As production declines this approach eventually results in partial pump fill even with small bore pumps, short stroke and slowing the unit as much as possible with current sheave limitation.
At this point it is physically impossible to fit a large enough sheave on the gear box or small enough sheave on the electric motor to reduce the speed below approximately 6 (six) SPM.
On some lower volume fluid production (100 bbls. and less) beam pumping wells it is difficult, if not impossible, to maintain constant production without tagging bottom at all times to keep them from "gas locking". The unit pumps quite well for a few days with the pump spacing set just off "tag" then stops pumping and the string has to be lowered 12-14" to make it pump again.

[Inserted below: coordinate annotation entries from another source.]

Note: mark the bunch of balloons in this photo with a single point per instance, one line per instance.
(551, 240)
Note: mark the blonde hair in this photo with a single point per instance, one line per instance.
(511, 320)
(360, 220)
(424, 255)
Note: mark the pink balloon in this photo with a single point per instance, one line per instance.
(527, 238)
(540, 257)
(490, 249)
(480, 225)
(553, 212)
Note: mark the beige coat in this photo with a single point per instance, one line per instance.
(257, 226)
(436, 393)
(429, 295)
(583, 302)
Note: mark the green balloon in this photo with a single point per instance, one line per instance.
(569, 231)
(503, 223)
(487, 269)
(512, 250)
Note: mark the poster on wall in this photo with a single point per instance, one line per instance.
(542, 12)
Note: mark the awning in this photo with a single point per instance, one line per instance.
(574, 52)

If the string is not raised up again the "tag" destroys the clutch at the top of the pump (fig. 14) and pump life is short with all too frequent parted rods and tubing failures.

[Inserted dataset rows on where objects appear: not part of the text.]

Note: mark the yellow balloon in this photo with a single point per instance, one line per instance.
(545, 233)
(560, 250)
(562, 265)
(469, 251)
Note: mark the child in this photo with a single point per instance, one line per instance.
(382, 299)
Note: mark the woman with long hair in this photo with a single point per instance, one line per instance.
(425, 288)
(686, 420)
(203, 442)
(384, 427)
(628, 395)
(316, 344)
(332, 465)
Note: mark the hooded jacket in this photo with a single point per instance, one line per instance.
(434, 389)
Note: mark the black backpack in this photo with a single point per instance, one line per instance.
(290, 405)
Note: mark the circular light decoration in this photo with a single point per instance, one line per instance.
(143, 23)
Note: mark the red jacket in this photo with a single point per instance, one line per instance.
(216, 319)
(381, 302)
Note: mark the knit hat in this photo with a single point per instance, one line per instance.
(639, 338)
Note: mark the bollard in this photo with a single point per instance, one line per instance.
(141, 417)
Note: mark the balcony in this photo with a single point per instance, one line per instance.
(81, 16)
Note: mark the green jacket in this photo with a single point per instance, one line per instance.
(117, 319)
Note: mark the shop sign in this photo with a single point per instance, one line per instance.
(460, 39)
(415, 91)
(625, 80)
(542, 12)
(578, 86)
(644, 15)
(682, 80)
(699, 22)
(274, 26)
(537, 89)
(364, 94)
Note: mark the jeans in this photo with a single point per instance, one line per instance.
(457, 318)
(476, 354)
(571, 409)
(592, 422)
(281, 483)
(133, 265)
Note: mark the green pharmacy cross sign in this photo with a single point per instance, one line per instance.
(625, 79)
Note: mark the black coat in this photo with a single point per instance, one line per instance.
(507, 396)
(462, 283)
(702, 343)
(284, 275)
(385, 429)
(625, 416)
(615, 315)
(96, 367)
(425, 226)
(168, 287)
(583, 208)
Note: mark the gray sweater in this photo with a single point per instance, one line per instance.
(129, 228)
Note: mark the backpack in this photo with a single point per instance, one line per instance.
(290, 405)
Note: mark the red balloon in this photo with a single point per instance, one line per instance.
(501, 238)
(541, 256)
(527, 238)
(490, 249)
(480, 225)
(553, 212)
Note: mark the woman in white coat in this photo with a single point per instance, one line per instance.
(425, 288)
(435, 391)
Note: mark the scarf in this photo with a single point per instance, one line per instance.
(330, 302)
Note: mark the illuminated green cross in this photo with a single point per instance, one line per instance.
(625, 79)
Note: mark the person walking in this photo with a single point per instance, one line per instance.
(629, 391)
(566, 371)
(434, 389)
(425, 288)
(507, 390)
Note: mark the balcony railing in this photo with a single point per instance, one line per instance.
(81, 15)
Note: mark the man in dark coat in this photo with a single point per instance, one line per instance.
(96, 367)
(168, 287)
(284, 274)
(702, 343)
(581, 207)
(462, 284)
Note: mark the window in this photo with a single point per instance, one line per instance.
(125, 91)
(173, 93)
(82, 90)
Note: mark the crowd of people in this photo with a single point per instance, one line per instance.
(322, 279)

By reducing SPM to match the fluid inflow capability of the formation a more constant effective weight can be kept on the end of the rod string (on top of the traveling ball) so the rods don't contract and cause pump spacing to vary.
By reducing SPM according to the available fluid production of a well and keeping a pump efficiency in the range of 60%+ (appendix) erratic rod loads could be reduced or eliminated and production maintained without continually "tagging" bottom. Slowing down like this should prevent excess gas being driven into the tubing. This would eliminate the possibility of the tubing flowing above the pump. If the weight of fluid over the plunger were more constant and rod elasticity was better controlled the plunger would continually return to a preset point at the bottom of the stroke. At the slower SPM more time would be allowed for gas separation to happen in the annulus instead of causing interference in the pump. This would keep the unit pumping constantly with no additional adjustments at surface. Prime mover horse power and amperage draw could be reduced as well. At the same time tubing wear would be reduced and pump run time extended (ref. 2). (By shutting the unit down at the time of pump off; this paper shows better pump run times).

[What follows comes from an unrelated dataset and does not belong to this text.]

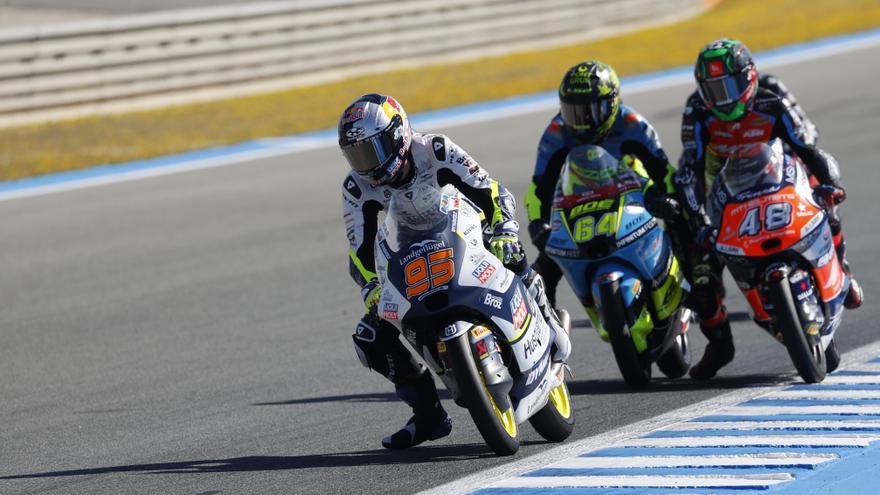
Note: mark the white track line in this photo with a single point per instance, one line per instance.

The well chosen for application of the theory came on line at 150 barrels per day and 500 mcf gas then declined to 12.7 barrels per day and 64 mcf gas. A 100" stroke length beam pumping unit was on the well with a 1.5" zero slip pump installed (fig. 14). Other well information is recorded in (table 1) Pumping was very erratic as it continually needed to be respaced in order to make production. Dynamometer cards taken before the slow down were very erratic and unpredictable.